Tabel 13. Aanwezigheidspercentages
werkdagochtend | werkdagmiddag | werkdagavond | werkdagnacht | koopavond 1) | vrijdagmiddag | vrijdagavond | zaterdagmiddag | zaterdagavond | zondagmiddag | |
woningen bewoners | 60 | 60 | 90 | 100 | 80 | 70 | 70 | 75 | 80 | 75 |
woningen bezoekers | 40 | 50 | 75 | 0 | 70 | 60 | 100 | 100 | 100 | 90 |
kantoor/bedrijven | 100 | 100 | 5 | 0 | 5 | 60 | 0 | 0 | 0 | 0 |
commerciële dienstverlening | 100 | 100 | 5 | 0 | 75 | 100 | 5 | 0 2) | 0 | 0 |
detailhandel | 30 | 60 | 10 | 0 | 75 | 60 | 60 | 100 | 0 3) | 60 |
grootschalige detailhandel | 30 | 60 | 70 | 0 | 80 | 60 | 70 | 100 | 0 3) | 0 4) |
supermarkt | 50 | 60 | 40 | 0 | 80 | 80 | 80 | 100 | 40 | 60 |
sportfuncties binnen | 50 | 50 | 100 | 0 | 100 | 40 | 100 | 100 | 100 | 75 |
sportfuncties buiten | 25 | 25 | 50 | 0 | 50 | 25 | 50 | 100 | 25 | 100 |
bioscoop/theater/podium/enzovoort | 5 | 40 | 50 | 0 | 50 | 40 | 100 | 40 | 100 | 40 |
sociaal medisch: arts/therapeut/consultatiebureau | 100 | 100 | 10 | 0 | 10 | 75 | 0 | 0 | 0 | 0 |
verpleeghuis/verzorgingstehuis | 100 | 100 | 50 | 25 | 50 | 100 | 50 | 100 | 100 | 100 |
ziekenhuis: patiënten inclusief bezoekers | 100 | 100 | 40 | 5 | 40 | 100 | 40 | 40 | 40 | 40 |
ziekenhuis medewerkers | 100% | 100% | 40% | 10% | 40% | 100% | 40% | 20% | 20% | 20% |
restaurant 5) | 30 | 40 | 80 | 0 | 80 | 60 | 90 | 70 | 100 | 40 |
dagonderwijs | 100 | 100 | 0 | 0 | 0 | 100 | 0 | 0 | 0 | 0 |
avondonderwijs | 0 | 0 | 100 | 0 | 100 | 0 | 100 | 0 | 0 | 0 |
1) Indien sprake van een traditionele koopavond 2) Indien op zaterdag open: 100% 3) Indien 's avonds open: 70% 4) Indien koopzondag: 100% 5) Hier is sprake van richtgetallen.

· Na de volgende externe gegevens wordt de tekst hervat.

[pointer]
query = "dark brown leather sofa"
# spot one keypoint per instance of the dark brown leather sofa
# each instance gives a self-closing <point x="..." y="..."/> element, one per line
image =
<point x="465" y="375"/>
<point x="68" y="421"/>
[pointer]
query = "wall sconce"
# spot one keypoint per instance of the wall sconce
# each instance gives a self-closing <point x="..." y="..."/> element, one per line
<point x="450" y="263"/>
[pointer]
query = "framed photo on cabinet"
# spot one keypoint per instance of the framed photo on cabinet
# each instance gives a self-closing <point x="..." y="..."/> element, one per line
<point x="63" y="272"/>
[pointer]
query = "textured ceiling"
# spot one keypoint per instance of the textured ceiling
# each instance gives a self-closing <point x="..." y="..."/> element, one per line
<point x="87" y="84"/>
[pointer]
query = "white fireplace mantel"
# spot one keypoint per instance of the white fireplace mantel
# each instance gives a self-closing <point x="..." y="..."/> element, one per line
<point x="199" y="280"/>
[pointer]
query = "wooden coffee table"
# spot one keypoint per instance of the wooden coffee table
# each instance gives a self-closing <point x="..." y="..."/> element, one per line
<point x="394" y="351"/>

Maatwerk is bij de verschillende typen restaurants noodzakelijk |
Stap 6 - bepalen van (on)balans en vormen van nieuw beleid
De verhouding tussen parkeervraag en -aanbod geeft aan of in een bepaald gebied het parkeren in balans is. Zoek naar een oplossing wanneer dit niet het geval is. Bijvoorbeeld:
- opvangen parkeervraag in aangrenzende gebieden, rekening houdend met acceptabele loopafstanden;
- opvangen parkeervraag met parkeren op afstand (P+R, transferia, hubs);
- instellen of aanscherpen parkeerregulering;
- ccreëren van meer parkeeraanbod door intensiveren gecombineerd gebruik;
- creëren van meer parkeeraanbod door het aanleggen van parkeerplaatsen.